When the TRIPS agreement was negotiated it included provisions to ensure that health was not harmed by protection of intellectual property. This is accomplished by safeguard provisions which authorise countries to write national laws to protect public health. However, countries such as Thailand and South Africa have tried to apply this right for AIDS drugs, and have faced intense trade pressure from western governments.

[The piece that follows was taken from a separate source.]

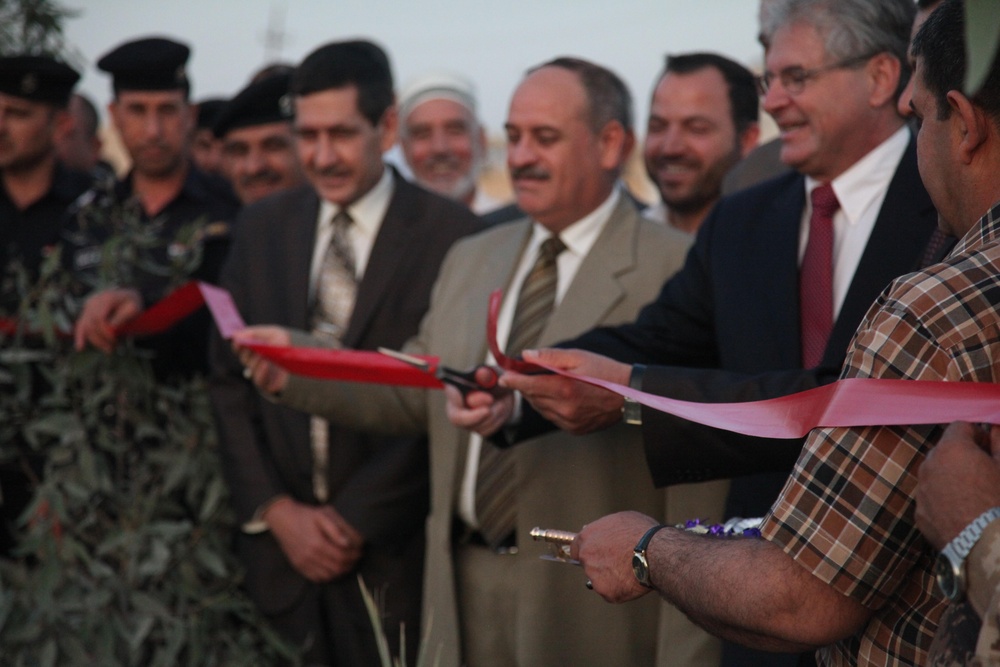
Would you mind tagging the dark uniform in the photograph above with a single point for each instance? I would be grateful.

Medecins Sans Frontieres doctors refuse to accept that wealthy countries are preventing, through bilateral pressure, poor countries from realising their rights to produce less expensive medicines.
MSF calls for:
- Lower prices of opportunistic infection and anti-HIV treatments in poor countries. This can be accomplished by tiered pricing depending on country's level of income and voluntary licensing to local manufacturers. If companies are not willing to take these actions, national governments can issue compulsory licenses to ensure that people are not dying of curable diseases.
- Increased access to affordable AZT or nevirapine to reduce mother-to-child transmission of HIV, in the cases when infrastructures exist to effectively implement this strategy.
These efforts are part of a larger MSF campaign to increase Access to Essential Medicines.